I think that removing the nested arrays constraint should be rising to the top of the 'to-do' list. If not universally through Excel, at least for BYROW and BYCOL which should be able to stack arrays just like VSTACK and HSTACK.
- SergeiBaklanMay 09, 2022Diamond Contributor
In addition I tried to compare your second variant (sortRowsA below) with simple by row number iteration:
fnRow=LAMBDA( x, SORT( UNIQUE(x,1),,,1) ); sortRowsA=LAMBDA( array, fn, LET( fakeVector, LAMBDA( vector, LAMBDA(vector) ), setRow, LAMBDA(x, fakeVector(fn(x))), set2D, BYROW( array, setRow ), DROP( REDUCE( 1 , set2D, LAMBDA(a, v, VSTACK(a, v()) ) ), 1) )); sortRowsB=LAMBDA(array, fn, REDUCE( "", SEQUENCE(ROWS(array)), LAMBDA(a, k, IF( SEQUENCE(k) = k, fn( INDEX(array, k, ) ), a ) ) ) );On the same array average time of calculation
varA - 773 ms
varB - 1303 ms (i.e. two times slowly)
To compare, Solution 1 on the same array gives 57070 ms (or 57 sec) in average. That is huge difference.
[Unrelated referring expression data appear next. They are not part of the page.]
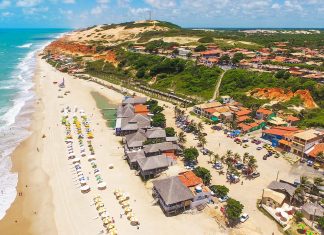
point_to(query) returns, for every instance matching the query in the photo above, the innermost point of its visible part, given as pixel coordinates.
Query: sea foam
(14, 122)
(27, 45)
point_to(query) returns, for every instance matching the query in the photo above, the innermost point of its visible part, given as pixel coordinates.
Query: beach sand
(52, 202)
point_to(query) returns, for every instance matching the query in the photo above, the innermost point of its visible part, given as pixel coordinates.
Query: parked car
(317, 166)
(223, 199)
(244, 217)
(302, 160)
(255, 174)
(310, 163)
(218, 166)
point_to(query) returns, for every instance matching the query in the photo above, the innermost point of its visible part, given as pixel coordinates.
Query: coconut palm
(318, 181)
(202, 140)
(216, 158)
(245, 157)
(210, 154)
(237, 157)
(200, 127)
(252, 164)
(229, 153)
(223, 158)
(182, 138)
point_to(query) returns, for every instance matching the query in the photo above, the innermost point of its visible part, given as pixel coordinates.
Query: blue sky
(187, 13)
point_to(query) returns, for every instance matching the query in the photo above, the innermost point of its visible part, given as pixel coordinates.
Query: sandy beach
(52, 202)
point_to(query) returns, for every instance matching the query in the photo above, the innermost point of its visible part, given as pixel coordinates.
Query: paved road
(216, 92)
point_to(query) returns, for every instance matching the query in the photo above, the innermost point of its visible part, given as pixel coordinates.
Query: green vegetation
(204, 174)
(177, 75)
(170, 132)
(233, 210)
(320, 222)
(237, 58)
(312, 118)
(298, 216)
(219, 190)
(153, 46)
(158, 119)
(206, 39)
(200, 48)
(190, 154)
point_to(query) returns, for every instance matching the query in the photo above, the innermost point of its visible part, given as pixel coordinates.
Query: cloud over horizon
(187, 13)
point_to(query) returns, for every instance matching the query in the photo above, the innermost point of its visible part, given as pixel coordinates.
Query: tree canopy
(204, 174)
(190, 154)
(233, 209)
(219, 190)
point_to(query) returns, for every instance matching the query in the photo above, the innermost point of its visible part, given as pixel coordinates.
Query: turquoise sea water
(18, 48)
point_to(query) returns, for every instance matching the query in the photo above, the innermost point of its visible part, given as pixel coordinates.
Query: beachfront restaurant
(172, 195)
(149, 167)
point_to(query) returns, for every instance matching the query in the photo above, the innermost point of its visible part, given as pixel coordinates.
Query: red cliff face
(282, 95)
(63, 46)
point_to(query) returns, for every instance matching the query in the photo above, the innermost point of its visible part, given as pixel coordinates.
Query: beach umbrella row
(123, 199)
(107, 221)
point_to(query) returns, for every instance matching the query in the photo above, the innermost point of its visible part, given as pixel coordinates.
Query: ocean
(18, 48)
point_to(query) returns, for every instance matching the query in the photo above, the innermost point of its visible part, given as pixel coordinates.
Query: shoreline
(26, 163)
(52, 191)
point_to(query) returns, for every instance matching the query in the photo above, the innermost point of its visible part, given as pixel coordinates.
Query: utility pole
(313, 217)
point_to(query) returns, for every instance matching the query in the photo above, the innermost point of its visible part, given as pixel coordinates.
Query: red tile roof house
(316, 150)
(263, 114)
(276, 134)
(202, 194)
(292, 120)
(211, 53)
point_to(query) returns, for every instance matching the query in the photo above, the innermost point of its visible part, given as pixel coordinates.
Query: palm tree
(245, 157)
(223, 158)
(318, 181)
(229, 153)
(237, 157)
(202, 140)
(216, 158)
(210, 154)
(182, 138)
(252, 164)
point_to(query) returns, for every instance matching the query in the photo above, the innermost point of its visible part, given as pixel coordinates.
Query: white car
(244, 217)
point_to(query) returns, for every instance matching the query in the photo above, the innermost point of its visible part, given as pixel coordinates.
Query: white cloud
(293, 6)
(4, 4)
(69, 1)
(161, 3)
(28, 3)
(34, 10)
(103, 1)
(6, 14)
(139, 11)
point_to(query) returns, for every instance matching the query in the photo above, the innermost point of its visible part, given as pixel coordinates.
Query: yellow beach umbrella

- Patrick2788May 08, 2022Silver ContributorIs the Excel team considering lifting this constraint in the future?
- PeterBartholomew1May 09, 2022Silver Contributor
To underline SergeiBaklan reply the last information I had came from JoeMcDaid last September.
It was the first response to my discussion
When dynamic arrays appeared I was suddenly set free from the rigidity of CSE (many of my workbooks comprised nothing but CSE formulae are re-dimensioning used to be a nightmare. I rapidly found the lack of array breakup made accumulation difficult (corkscrews in finance) and having to use MMULT for row or column sums was painful. Now I have SCAN and BYCOL, I should be happy, but now the 'nested array problem' keep on rearing its head! Thunks do provide some sort of answer, but not one I would care to cover in a basic training course!
I think I would settle for BYROW and BYCOL acting as wrappers in which nested arrays were supported. With a but of luck that removes issues of backward compatibility because Excel 2016 does not support the functions anyway.